I've refined my thinking a little about the optimal way to keep track of tasks in a relational database. Here is the newer version:
CREATE TABLE task ( id BIGSERIAL PRIMARY KEY, parentid BIGINT REFERENCES task (id), taskname varchar(50) NOT NULL CONSTRAINT name_not_empty CHECK (taskname <> '') ); CREATE TABLE leaftask ( id BIGINT PRIMARY KEY REFERENCES task (id), weight INT4 NOT NULL DEFAULT 1000, starttime TIMESTAMPTZ, endtime TIMESTAMPTZ, CONSTRAINT startbeforefinish CHECK ((starttime < endtime) or (endtime IS NULL)) );
I want my tasks to follow certain rules:
- All sub-tasks of a given parent task should add up to 100% of the parent task.
- A task can never have exactly one sub-task because - according to the rule above - the subtask would by synonymous with its parent.
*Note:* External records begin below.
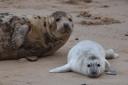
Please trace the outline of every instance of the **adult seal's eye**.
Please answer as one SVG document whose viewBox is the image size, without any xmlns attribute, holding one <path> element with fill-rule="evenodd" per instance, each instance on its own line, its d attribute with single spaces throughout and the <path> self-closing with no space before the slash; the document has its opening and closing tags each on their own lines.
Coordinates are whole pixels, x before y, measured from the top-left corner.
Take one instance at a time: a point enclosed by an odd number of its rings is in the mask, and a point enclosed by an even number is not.
<svg viewBox="0 0 128 85">
<path fill-rule="evenodd" d="M 91 67 L 91 65 L 90 65 L 90 64 L 88 64 L 88 65 L 87 65 L 87 67 Z"/>
<path fill-rule="evenodd" d="M 98 67 L 100 67 L 100 64 L 97 64 Z"/>
<path fill-rule="evenodd" d="M 60 18 L 57 18 L 56 21 L 59 22 L 60 21 Z"/>
</svg>

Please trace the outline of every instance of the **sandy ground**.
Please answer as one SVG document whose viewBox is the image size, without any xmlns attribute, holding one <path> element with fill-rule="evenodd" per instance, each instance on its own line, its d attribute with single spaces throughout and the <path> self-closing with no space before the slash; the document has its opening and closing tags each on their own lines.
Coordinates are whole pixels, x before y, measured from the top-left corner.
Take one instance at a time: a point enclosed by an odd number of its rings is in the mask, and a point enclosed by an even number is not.
<svg viewBox="0 0 128 85">
<path fill-rule="evenodd" d="M 128 36 L 125 36 L 128 33 L 128 0 L 94 0 L 92 3 L 74 5 L 63 3 L 63 0 L 0 0 L 0 12 L 49 15 L 57 10 L 69 12 L 73 16 L 75 27 L 69 41 L 53 56 L 37 62 L 0 61 L 0 85 L 128 85 Z M 121 23 L 81 25 L 79 22 L 84 18 L 77 15 L 84 10 L 89 10 L 93 15 L 115 18 Z M 106 49 L 113 48 L 119 53 L 119 58 L 109 61 L 118 75 L 104 74 L 93 79 L 73 72 L 48 72 L 65 64 L 70 48 L 84 39 L 95 40 Z"/>
</svg>

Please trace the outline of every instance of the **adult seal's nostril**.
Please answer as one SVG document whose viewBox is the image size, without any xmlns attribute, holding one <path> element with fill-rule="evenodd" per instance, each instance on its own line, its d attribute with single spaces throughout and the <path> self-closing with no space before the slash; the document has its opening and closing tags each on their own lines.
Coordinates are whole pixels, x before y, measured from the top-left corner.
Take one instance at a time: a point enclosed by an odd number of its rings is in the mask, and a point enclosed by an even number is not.
<svg viewBox="0 0 128 85">
<path fill-rule="evenodd" d="M 64 28 L 69 28 L 69 24 L 68 23 L 64 23 Z"/>
</svg>

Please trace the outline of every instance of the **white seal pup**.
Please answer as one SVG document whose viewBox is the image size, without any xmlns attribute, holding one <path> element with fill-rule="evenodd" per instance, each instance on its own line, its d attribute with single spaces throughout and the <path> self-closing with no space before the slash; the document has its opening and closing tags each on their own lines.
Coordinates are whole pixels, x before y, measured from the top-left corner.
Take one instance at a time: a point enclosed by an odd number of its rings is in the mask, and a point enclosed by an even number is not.
<svg viewBox="0 0 128 85">
<path fill-rule="evenodd" d="M 104 72 L 116 75 L 116 71 L 111 70 L 106 59 L 117 57 L 118 54 L 113 49 L 104 48 L 93 41 L 84 40 L 76 44 L 68 54 L 67 64 L 50 70 L 50 72 L 74 71 L 89 77 L 99 77 Z"/>
</svg>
- All tasks that have no descendants - and none that don't - should have a corresponding "leaftask" record.
- All tasks must have a final root that has no parent - i.e. no looping back on your descendants.
I want to build structures into the database that will prevent invalid states (as defined by the above rules) from occurring. Today I am going to tackle the problem of a task descending from itself. To prevent that case, I need what in PostgreSQL is called a trigger. I'm getting ahead of myself though. First I need a way to list the descendants of a given task. Since I want it to happen all in the database, I need a stored function.
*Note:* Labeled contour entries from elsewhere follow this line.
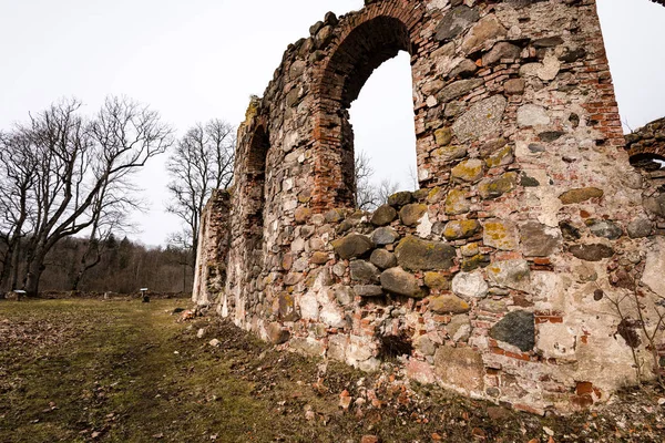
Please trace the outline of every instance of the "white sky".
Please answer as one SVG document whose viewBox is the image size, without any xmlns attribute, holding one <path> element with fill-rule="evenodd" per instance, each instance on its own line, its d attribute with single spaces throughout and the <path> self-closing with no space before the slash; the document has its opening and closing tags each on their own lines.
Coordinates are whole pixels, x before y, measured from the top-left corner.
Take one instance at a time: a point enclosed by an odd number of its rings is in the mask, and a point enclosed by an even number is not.
<svg viewBox="0 0 665 443">
<path fill-rule="evenodd" d="M 620 111 L 637 128 L 665 115 L 665 8 L 597 1 Z M 289 43 L 328 10 L 361 7 L 362 0 L 0 0 L 0 128 L 63 96 L 81 99 L 93 113 L 108 94 L 150 104 L 178 134 L 212 117 L 237 124 Z M 356 148 L 372 157 L 376 179 L 409 187 L 416 161 L 406 54 L 376 71 L 351 119 Z M 178 230 L 163 210 L 165 159 L 140 177 L 151 212 L 135 216 L 142 233 L 131 237 L 149 245 Z"/>
</svg>

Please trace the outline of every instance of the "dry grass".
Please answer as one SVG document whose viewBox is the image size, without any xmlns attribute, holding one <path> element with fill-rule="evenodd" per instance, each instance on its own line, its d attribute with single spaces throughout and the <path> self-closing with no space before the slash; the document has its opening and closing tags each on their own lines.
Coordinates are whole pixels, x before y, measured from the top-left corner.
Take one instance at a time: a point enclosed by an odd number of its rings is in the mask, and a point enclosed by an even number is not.
<svg viewBox="0 0 665 443">
<path fill-rule="evenodd" d="M 543 419 L 277 352 L 216 317 L 176 322 L 186 306 L 0 302 L 0 442 L 548 442 L 543 426 L 554 442 L 665 440 L 655 391 Z"/>
</svg>

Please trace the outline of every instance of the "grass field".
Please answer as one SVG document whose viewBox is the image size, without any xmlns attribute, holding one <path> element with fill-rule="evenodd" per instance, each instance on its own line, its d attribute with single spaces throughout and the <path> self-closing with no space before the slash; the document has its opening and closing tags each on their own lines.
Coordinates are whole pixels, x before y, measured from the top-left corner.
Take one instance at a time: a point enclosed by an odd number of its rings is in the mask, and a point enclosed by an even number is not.
<svg viewBox="0 0 665 443">
<path fill-rule="evenodd" d="M 359 442 L 364 435 L 661 442 L 665 435 L 656 392 L 627 393 L 625 403 L 600 414 L 538 418 L 278 352 L 217 317 L 177 322 L 172 311 L 187 306 L 183 299 L 0 302 L 0 442 Z M 348 410 L 340 406 L 345 390 Z"/>
</svg>

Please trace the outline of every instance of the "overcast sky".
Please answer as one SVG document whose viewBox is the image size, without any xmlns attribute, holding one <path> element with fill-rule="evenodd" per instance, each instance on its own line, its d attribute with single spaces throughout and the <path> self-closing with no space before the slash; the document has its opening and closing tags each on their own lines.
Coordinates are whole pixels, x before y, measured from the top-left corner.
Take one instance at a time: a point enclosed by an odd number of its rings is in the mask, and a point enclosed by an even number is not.
<svg viewBox="0 0 665 443">
<path fill-rule="evenodd" d="M 624 123 L 665 115 L 665 8 L 648 0 L 597 0 Z M 332 10 L 362 0 L 0 0 L 0 128 L 63 96 L 94 113 L 108 94 L 151 105 L 182 134 L 219 117 L 237 124 L 263 95 L 286 47 Z M 375 178 L 403 188 L 415 167 L 409 58 L 381 65 L 351 107 L 356 147 Z M 388 154 L 388 155 L 387 155 Z M 164 161 L 141 173 L 150 213 L 135 215 L 147 245 L 178 230 L 164 213 Z"/>
</svg>

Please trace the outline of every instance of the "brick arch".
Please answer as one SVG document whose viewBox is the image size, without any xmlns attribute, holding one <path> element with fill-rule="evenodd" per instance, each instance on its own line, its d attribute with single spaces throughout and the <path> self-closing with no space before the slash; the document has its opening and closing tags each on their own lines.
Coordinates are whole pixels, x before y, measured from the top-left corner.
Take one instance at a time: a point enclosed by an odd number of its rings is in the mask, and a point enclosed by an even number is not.
<svg viewBox="0 0 665 443">
<path fill-rule="evenodd" d="M 257 124 L 248 142 L 248 151 L 245 155 L 244 182 L 246 194 L 246 216 L 244 230 L 248 234 L 249 243 L 259 241 L 263 237 L 263 214 L 265 207 L 266 165 L 270 138 L 265 125 Z"/>
<path fill-rule="evenodd" d="M 345 23 L 330 55 L 318 66 L 314 90 L 316 212 L 354 205 L 354 133 L 348 110 L 379 65 L 400 51 L 417 52 L 421 18 L 421 8 L 406 0 L 369 4 Z"/>
</svg>

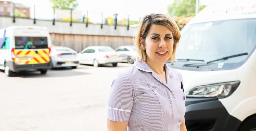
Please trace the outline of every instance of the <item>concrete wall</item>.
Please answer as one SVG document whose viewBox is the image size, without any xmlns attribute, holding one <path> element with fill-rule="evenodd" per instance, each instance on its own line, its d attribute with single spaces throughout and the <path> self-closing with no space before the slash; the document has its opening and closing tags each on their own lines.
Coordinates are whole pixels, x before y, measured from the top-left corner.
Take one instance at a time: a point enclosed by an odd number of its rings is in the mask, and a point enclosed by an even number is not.
<svg viewBox="0 0 256 131">
<path fill-rule="evenodd" d="M 133 37 L 136 35 L 137 28 L 117 26 L 116 30 L 112 25 L 89 24 L 86 27 L 84 23 L 16 18 L 15 22 L 12 17 L 0 16 L 0 29 L 11 26 L 28 25 L 47 27 L 50 33 L 52 42 L 55 46 L 69 47 L 79 52 L 86 47 L 93 45 L 109 46 L 115 49 L 123 45 L 133 45 Z"/>
</svg>

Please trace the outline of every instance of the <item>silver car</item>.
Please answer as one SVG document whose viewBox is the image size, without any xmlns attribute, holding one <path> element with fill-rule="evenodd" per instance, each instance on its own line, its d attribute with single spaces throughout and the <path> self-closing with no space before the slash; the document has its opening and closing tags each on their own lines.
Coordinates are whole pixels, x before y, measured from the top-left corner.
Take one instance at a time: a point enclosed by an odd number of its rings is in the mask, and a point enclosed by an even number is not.
<svg viewBox="0 0 256 131">
<path fill-rule="evenodd" d="M 123 62 L 132 64 L 136 60 L 137 54 L 135 46 L 122 46 L 116 48 L 115 50 L 117 52 L 122 55 Z"/>
<path fill-rule="evenodd" d="M 71 67 L 76 68 L 79 59 L 77 52 L 66 47 L 53 46 L 51 48 L 52 68 Z"/>
<path fill-rule="evenodd" d="M 118 62 L 122 62 L 121 55 L 109 46 L 88 47 L 80 53 L 78 57 L 79 63 L 92 64 L 95 67 L 109 63 L 115 67 Z"/>
</svg>

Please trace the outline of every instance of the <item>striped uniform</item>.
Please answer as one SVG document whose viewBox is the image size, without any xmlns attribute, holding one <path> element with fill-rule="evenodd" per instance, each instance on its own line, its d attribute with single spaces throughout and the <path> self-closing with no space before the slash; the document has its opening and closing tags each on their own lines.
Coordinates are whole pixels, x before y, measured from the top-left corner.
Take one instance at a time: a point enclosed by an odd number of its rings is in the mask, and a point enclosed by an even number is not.
<svg viewBox="0 0 256 131">
<path fill-rule="evenodd" d="M 127 130 L 180 131 L 186 111 L 180 73 L 165 64 L 167 84 L 137 58 L 112 83 L 107 118 L 128 122 Z"/>
</svg>

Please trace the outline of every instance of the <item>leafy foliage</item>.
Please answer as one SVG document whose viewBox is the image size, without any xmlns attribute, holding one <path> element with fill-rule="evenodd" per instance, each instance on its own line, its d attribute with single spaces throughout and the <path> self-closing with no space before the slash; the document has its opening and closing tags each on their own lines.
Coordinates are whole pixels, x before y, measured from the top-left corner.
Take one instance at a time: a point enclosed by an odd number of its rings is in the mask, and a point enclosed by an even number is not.
<svg viewBox="0 0 256 131">
<path fill-rule="evenodd" d="M 171 17 L 194 16 L 196 15 L 196 0 L 174 0 L 168 8 L 168 14 Z M 198 12 L 206 7 L 201 6 Z"/>
<path fill-rule="evenodd" d="M 74 10 L 78 6 L 77 0 L 49 0 L 53 7 L 60 9 Z"/>
</svg>

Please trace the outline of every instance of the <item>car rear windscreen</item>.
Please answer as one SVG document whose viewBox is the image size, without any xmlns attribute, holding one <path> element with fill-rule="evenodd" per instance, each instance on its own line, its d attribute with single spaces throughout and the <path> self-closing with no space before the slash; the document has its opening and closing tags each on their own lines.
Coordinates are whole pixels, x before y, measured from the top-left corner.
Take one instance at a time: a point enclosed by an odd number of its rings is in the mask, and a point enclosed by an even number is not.
<svg viewBox="0 0 256 131">
<path fill-rule="evenodd" d="M 15 49 L 48 48 L 46 37 L 15 36 Z"/>
</svg>

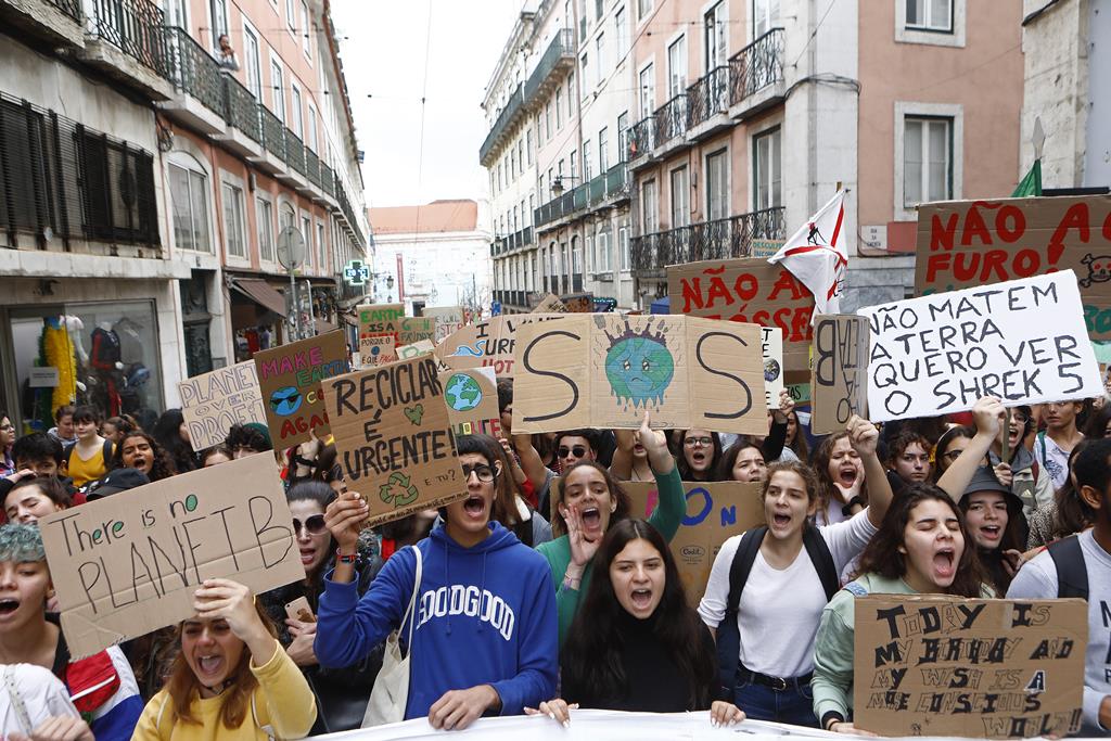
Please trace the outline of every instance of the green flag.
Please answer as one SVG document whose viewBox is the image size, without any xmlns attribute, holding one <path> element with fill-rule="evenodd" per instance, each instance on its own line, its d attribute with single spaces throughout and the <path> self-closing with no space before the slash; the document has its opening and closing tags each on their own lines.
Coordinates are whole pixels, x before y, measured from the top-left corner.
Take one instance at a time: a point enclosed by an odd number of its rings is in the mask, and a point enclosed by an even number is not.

Stored functions in PostgreSQL can be written in many languages. I'm going to write mine in PL/pgSQL, a sort of SQL-related procedural language, because it is included by default with PostgreSQL. (PL/pgSQL is intentionally similar to Oracle's PL/SQL, if you're an Oracle person.)
CREATE OR REPLACE FUNCTION taskdescendants(parenttaskid bigint, OUT decid bigint) RETURNS SETOF bigint AS $fun$ BEGIN FOR decid IN SELECT id FROM task WHERE parentid = parenttaskid LOOP RETURN NEXT; FOR decid IN SELECT * FROM taskdescendants(decid) LOOP RETURN NEXT; END LOOP; END LOOP; RETURN; END; $fun$ LANGUAGE plpgsql;
This function will return the ids (each as a separate row) of any descendants a given task might have. I can use it in my SQL statements as if it were a table. For example, this will select all tasks descending from task 57:
SELECT decid, taskname FROM taskdescendants(57) INNER JOIN task ON decid = id;
That's all well and good for a generic function, but trigger functions have slightly different requirements. This will check that the new parentid doesn't show up in the list of descendants:
CREATE OR REPLACE FUNCTION taskrecursioncheck() RETURNS trigger AS $fun$ BEGIN IF NEW.parentid IN (SELECT decid FROM taskdescendants(NEW.id)) THEN RAISE EXCEPTION 'task cannot descend from one of its own descendants'; END IF; IF NEW.parentid = NEW.id THEN RAISE EXCEPTION 'task cannot descend from itself'; END IF; RETURN NEW; END; $fun$ LANGUAGE plpgsql; CREATE TRIGGER parent_trap BEFORE UPDATE ON task FOR EACH ROW EXECUTE PROCEDURE taskrecursioncheck();
There - now it raises an error on invalid relationships and I got a handy function that my front end can call. Later I will have to figure out some way to ensure my other rules are followed.